Comment by Someone
7 hours ago
> Since lidar has distance information and cameras do not, it was always a ridiculous idea by a certain company to use cameras only
Human eyes do not have distance information, either, but derive it well enough from spatial (by ‘comparing’ inputs from 2 eyes) or temporal parallax (by ‘comparing’ inputs from one eye at different points in time) to drive cars.
One can also argue that detecting absolute distance isn’t necessary to drive a car. Time to-contact may be more useful.
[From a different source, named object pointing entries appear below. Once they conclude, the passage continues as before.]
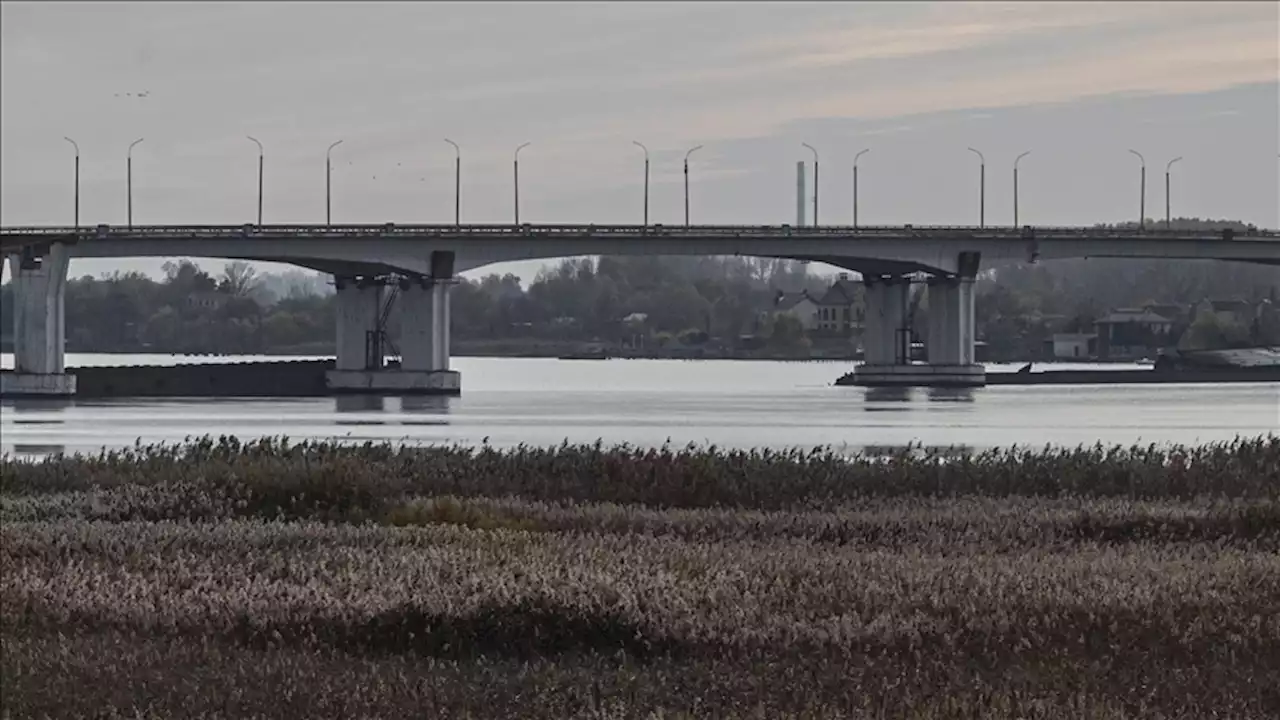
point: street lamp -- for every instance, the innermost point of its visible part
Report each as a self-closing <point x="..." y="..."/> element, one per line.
<point x="640" y="145"/>
<point x="1015" y="185"/>
<point x="516" y="172"/>
<point x="1142" y="191"/>
<point x="860" y="153"/>
<point x="328" y="183"/>
<point x="77" y="178"/>
<point x="982" y="188"/>
<point x="457" y="182"/>
<point x="814" y="182"/>
<point x="691" y="150"/>
<point x="1169" y="218"/>
<point x="259" y="180"/>
<point x="128" y="180"/>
Even only detecting “change in bearing” can be sufficient to avoid collision (https://eoceanic.com/sailing/tips/27/179/how_to_tell_if_you_...)
Having said that, LiDAR works better than vision in mild fog, and if it’s possible to add a decent absolute distance sensor for little extra cost, why wouldn’t you?
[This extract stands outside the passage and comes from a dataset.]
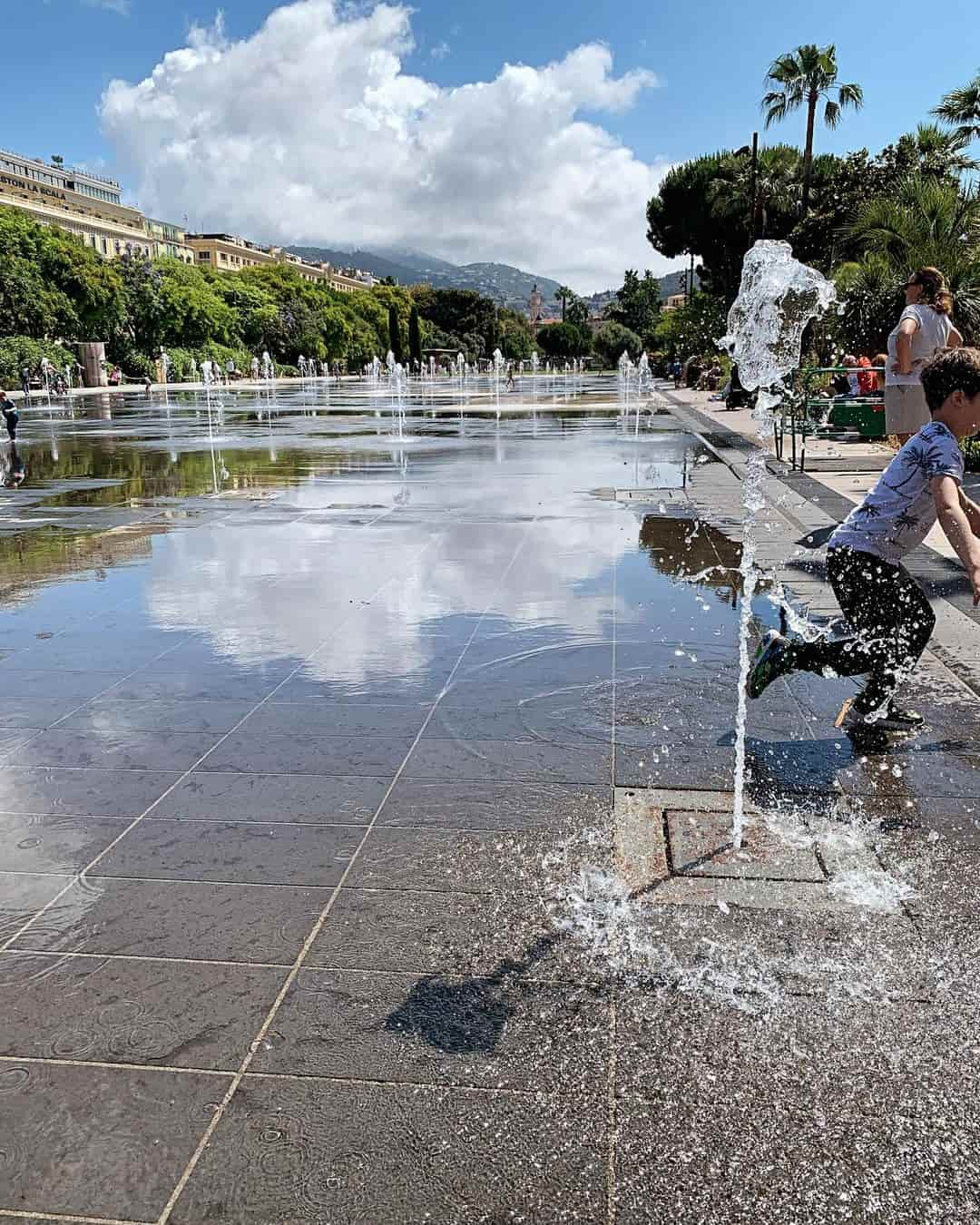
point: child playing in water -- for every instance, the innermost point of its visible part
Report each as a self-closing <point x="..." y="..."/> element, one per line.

Human/animal vision uses way more than parallax to judge distances and bearings - it uses a world model that evolved over millions of years to model the environment. That's why we can get excellent 3D images from a 2D screen, and also why our depth perception can be easily tricked with objects of unexpected size. Put a human or animal in an abstract environment with no shadows and no familiar objects, and you'll see that depth perception based solely on parallax is actually very bad.
Human eyes are much better than cameras at dealing with dynamic range. They’re also attached to a super-computer which has been continuously trained for many years to determine distances and classify objects.
> Human eyes do not have distance information
Single human eyes do resolve depth perception. Not as good as binocular vision, but you don't loose all depth perception of you lose an eye.
https://en.wikipedia.org/wiki/Monocular_vision
I don’t like the comparison between humans and humans. Humans don’t travel around at 100mph in packs of other humans. Why not use every sensor type at our disposal if it gives us more info to make decisions? Yes I understand it’s more complicated, but we figure stuff out.
Let me know when you have a camera package with human eye equivalency.